How does Audio Blogger work?

Jeremy Allaire's Radio
An exploration of media, communications and applications over the Internet.

How does Audio Blogger work?

Audio Blogger was a very simple application to build, using ColdFusion MX, Flash MX, Dreamweaver MX, Flash Communication Server MX and Flash Remoting. This short article provides a high-level overview of how the utility was built and how it operates.

What it does?

Audio Blogger allows anyone to easily create a piece of original voice content and then embed that content in any web page or weblog. The voice content can be of any length, and it will automatically stream to end-users. The utility allows anyone to create an account, create audio blog items, and review how many people have listened to the items.

Why is it interesting?

In the past, enabling end-users to create and publish original audio content to the Web was time-consuming, required technical proficiency in sound-recording programs, encoding tools, file management tools, web servers, etc. With the advent of Flash Player 6 and the Flash Communication Server MX, it's now relatively easy to allow end-users to capture and publish audio content directly to a server as a recording or live broadcast. Just as the transparent and ubiquitous web browser enabled the easy creation and publishing of document content with HTML, this new platform enables the creation and publishing of richer forms of communication that involve audio, video, graphics and data.

How does it run?

The "runtime" for audio blogger consists of a few pieces:

Flash Player 6. Blog item creation, including capturing and publishing audio is handled in a Flash-based application interface. Once an audio blog item has been created, it can be embedded in any webpage with a generic SWF (Flash) file that provides the basic mechanism for playback.
ColdFusion MX. The user and message management is handled by ColdFusion MX.
Flash Remoting MX. Communication between the Flash client application and ColdFusion-based web services is handled with Flash Remoting.
Flash Communication Server MX. Audio capture, storage and streaming playback is handled by FlashCom.

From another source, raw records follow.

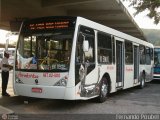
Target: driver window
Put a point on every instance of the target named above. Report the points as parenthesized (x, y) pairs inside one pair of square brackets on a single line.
[(87, 34)]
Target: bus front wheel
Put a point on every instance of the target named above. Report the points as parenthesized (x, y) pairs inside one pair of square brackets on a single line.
[(104, 90)]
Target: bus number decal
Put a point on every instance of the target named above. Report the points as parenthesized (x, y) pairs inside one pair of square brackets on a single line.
[(27, 75), (56, 75)]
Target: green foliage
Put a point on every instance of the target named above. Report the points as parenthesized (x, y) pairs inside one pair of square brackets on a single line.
[(151, 5), (152, 36)]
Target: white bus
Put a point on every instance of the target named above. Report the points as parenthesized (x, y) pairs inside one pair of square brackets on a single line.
[(11, 52), (156, 75), (74, 58)]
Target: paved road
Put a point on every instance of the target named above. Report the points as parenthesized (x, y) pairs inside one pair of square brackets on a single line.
[(130, 101)]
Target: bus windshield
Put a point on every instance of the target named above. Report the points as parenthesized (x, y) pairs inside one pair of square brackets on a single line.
[(49, 51), (157, 56)]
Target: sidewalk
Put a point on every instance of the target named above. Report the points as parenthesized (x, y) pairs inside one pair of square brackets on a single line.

How is the front-end put together?

There are two client-side pieces: the "authoring" or audio capture application, and the playback mechanism.

Authoring

The "authoring" utility is a Flash MX-based application built using a variety of pre-built components as well as a range of built-in APIs provided by the Flash runtime. The primary UI components used to create the interface include:

Push Button component
Scrollbar component
DataGrid component
ToolTip component

The primary client-side APIs used to create the authoring experience include:

NetServices APIs (Flash Remoting)
NetConnection (for real-time connections to FlashCom)
Microphone API (for capture and encoding of microphone data)
NetStream API (for client-to-server and server-to-client audio streaming and storage)

Playback

The playback SWF file is a very small (13k) and very simple file that takes URL arguments to determine which audio blog entry to load. When the file loads, it initializes a connection to the FlashCom server, preparing for streaming. When the user selects play, it uses Flash Remoting to update the messages database with a log entry that it was listened to and then streams the recorded file to the player.

What is the back-end?

There are two primary pieces to the back-end: the audio streaming and storage provided by FlashCom and the message and user management provided by CFMX.

FlashCom

Interestingly, the Flash Communication Server portion involves no server-side code. FlashCom is used to capture, store and stream audio files. This is a very limited use of FlashCom, which provides a much broader, more general purpose infrastructure for communications applications. In any case, all of the code needed to connect to the server, capture and publish audio, record it to the server and eventually play it back are handled using the NetConnection and NetStream APIs that are built into the Flash Player.

For those not familiar with how this works, here goes. Flash Player 6 includes a built-in voice-centric audio codec for both encoding and decoding. It also includes an API for using local, PC-based microphones. In an application like this, the player uses the local microphone to capture voice data, and then real-time encodes the voice data into a very efficient, compressed form. It then real-time streams the data to the FlashCom server, where it can be re-broadcasted (subscribed to) in real-time, or stored for later playback, or both. At a later point (in this case), a client connects to the FlashCom server and requests the recorded stream, which then is played back in real-time.

ColdFusion MX

In this case, ColdFusion provides two crucial functions: managing user account creation, authentication and access control for the 'authoring' component, and managing a database of recorded audio items, including various meta-data associated with those items. The entire server-side portion is provided by two components (CFCs) that are exposed as web services to Flash via Flash Remoting.